| La lettre du GERPISA | no 100 |
Nouvelles des firmes - Jean-Jacques CHANARON
L'exemple de la région Rhône-Alpes est à cet égard significatif. Longtemps, le périmètre de l'industrie automobile régionale appréhendé par les hommes politiques locaux comme par les représentants des administrations et les analystes de la presse économique, était limité à Renault Véhicules Industriels. Et encore, tout récemment, le panorama de la France de l'industrie par les journalistes de l'Usine Nouvelle classe RVI dans l'industrie mécanique! Comme il classe des fournisseurs qui clament haut et fort leur statut d'équipementiers automobiles selon leur métier d'origine tels que: MGI-Coutier et Plastic Omnium présentés comme plasturgiste.
Or, la région Rhône-Alpes ne dispose pas de grandes usines de montage des constructeurs de voitures particulières, ces lieux mythiques du fordisme, puis du toyotisme dans leurs versions les plus achevées. Alors, la région n'est pas une région automobile stricto sensu. Certes, il y a la capitale du décolletage, la Vallée de l'Arve, et celle du plastique, Oyonnax. Mais, ces activités se sont constituées autour d'un métier, d'une technologie dominante, de savoirs et savoir-faire spécifiques. Les destinataires de leurs produits, c'est-à-dire leurs clients, apparaissaient comme secondaires. Ce qui unissaient les industriels comme les ouvriers, c'étaient leur métier, mouliste-plasturgiste et décolleteur. C'est lorsque que l'on découvre que, certes progressivement, 40 à 50 % ou plus de leurs débouchés sont assurés par l'automobile que la question du marché devient essentielle. C'est lorsque une baisse conjoncturelle de l'activité des constructeurs automobiles amène des baisses de chiffres d'affaires de l'ordre de 10 à 20 %, comme en 1993-1994, que la solidarité des industriels du système automobile devient une question d'actualité, voire un mot d'ordre.
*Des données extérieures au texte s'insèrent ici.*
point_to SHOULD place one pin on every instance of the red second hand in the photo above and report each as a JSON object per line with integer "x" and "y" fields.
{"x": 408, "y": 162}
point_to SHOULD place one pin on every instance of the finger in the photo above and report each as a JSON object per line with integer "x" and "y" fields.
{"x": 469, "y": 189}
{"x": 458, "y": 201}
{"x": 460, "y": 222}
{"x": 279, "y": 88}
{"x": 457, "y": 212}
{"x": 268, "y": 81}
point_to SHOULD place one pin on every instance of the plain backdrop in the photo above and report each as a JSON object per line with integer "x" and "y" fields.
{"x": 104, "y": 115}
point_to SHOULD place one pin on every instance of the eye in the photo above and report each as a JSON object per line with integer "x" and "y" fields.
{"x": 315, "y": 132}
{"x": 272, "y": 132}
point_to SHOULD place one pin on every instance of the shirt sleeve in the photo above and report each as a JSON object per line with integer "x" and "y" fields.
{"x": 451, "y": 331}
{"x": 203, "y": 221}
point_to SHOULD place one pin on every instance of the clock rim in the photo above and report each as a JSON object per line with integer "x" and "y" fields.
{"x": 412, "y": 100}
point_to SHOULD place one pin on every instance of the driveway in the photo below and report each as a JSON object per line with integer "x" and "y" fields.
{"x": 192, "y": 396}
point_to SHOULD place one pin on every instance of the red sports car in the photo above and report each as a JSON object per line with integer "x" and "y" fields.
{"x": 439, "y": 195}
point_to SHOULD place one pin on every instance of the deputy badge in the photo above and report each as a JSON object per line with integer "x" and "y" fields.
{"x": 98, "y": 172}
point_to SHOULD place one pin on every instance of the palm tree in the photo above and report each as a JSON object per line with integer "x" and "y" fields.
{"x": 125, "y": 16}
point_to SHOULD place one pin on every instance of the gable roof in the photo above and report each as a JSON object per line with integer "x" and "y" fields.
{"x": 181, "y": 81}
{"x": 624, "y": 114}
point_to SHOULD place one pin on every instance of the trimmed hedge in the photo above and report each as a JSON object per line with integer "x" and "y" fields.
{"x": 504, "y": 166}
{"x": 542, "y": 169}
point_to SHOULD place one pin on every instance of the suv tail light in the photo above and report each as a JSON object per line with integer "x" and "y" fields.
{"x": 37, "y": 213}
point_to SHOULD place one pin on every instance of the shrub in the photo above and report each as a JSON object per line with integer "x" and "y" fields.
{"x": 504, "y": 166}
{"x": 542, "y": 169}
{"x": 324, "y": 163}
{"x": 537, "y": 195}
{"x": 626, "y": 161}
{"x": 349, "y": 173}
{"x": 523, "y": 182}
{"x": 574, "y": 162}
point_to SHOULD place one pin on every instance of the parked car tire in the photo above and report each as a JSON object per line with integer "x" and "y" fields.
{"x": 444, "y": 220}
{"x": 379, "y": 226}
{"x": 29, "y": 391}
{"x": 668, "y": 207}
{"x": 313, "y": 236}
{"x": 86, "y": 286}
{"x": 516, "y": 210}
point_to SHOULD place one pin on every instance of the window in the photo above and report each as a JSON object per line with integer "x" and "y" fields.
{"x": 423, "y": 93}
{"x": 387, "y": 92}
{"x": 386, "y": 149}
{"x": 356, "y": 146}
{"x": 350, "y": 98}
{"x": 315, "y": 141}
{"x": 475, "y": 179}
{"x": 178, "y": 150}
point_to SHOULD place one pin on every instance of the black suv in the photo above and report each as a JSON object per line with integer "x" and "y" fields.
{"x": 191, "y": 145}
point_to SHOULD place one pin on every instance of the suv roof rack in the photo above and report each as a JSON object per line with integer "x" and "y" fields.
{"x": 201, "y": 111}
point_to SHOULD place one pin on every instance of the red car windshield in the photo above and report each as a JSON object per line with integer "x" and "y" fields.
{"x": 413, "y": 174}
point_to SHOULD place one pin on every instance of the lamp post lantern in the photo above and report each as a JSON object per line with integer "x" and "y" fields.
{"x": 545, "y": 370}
Et que montrent les résultats encore très provisoires d'une étude en profondeur du potentiel automobile rhône-alpin: à fin 1994, plus de 900 entreprises de plus de 10 salariés déclarent travailler pour l'automobile pour plus de 10 % de leur chiffre d'affaires en premier ou en second rang dans la pyramide des fournisseurs, soit près de 100 000 salariés. On approche les 20 % des effectifs totaux de l'industrie manufacturière. C'est donc une région très "automobile". Certes, ces effectifs ne sont pas pondérés par le poids de l'automobile dans le chiffre d'affaires. Mais en situation de crise, une baisse importante des commandes liées à l'automobile peut menacer l'existence même de la majorité de ces entreprises, donc la pérennité des emplois.
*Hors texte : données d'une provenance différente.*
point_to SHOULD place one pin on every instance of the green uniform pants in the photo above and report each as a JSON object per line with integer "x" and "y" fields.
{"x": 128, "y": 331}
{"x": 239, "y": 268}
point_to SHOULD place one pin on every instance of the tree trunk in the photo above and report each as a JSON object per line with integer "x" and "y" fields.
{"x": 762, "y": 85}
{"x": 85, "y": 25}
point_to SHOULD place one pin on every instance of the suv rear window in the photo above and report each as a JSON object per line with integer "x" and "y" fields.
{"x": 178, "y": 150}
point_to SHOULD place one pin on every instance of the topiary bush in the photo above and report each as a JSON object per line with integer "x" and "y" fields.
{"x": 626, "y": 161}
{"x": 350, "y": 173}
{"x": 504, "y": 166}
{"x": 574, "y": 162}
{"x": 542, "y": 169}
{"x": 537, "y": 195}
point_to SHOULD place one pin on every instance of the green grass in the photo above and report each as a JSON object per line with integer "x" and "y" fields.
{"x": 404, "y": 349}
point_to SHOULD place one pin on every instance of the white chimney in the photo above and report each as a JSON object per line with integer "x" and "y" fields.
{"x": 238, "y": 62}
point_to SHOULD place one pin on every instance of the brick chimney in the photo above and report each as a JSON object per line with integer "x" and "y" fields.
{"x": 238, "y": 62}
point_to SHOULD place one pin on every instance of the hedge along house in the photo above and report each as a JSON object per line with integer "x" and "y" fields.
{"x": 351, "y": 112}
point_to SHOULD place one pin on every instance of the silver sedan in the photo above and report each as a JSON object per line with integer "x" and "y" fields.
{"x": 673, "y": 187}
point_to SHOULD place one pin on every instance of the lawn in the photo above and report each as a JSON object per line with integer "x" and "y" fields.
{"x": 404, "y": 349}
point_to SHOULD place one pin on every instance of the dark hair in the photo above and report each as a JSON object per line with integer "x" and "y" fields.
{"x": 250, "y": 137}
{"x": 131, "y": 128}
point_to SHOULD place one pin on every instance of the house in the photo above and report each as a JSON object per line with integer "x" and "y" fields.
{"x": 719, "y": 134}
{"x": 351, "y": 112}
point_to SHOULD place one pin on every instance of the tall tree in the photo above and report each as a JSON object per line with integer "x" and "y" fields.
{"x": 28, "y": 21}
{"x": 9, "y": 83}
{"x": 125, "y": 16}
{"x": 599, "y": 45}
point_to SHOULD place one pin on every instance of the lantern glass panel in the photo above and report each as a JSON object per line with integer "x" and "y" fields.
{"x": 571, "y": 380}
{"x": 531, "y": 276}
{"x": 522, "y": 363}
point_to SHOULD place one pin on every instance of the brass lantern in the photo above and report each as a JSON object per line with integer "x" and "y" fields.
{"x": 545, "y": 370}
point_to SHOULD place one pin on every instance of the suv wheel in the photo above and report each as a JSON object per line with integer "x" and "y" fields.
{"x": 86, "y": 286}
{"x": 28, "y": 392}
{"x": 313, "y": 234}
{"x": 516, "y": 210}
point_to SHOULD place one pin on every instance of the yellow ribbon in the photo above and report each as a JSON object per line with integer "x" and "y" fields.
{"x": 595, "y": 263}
Il faut développer cette connaissance fine - activité des firmes, résultats, emploi, part du chiffre d'affaires pour les constructeurs (premier rang), pour les équipementiers (second rang), pour la rechange, etc. - au niveau local pour disposer des informations les plus pertinentes. D'ailleurs les meilleures analyses nord-américaines de l'industrie automobile ne sortent pas du MIT - on pourrait même penser, du moins les plus mauvaises langues, que le pire est sorti du MIT - mais de l'université de Ann Arbor, c'est-à-dire du Michigan. Et c'est parce que la proximité seule est une condition d'une connaissance approfondie des vrais problèmes.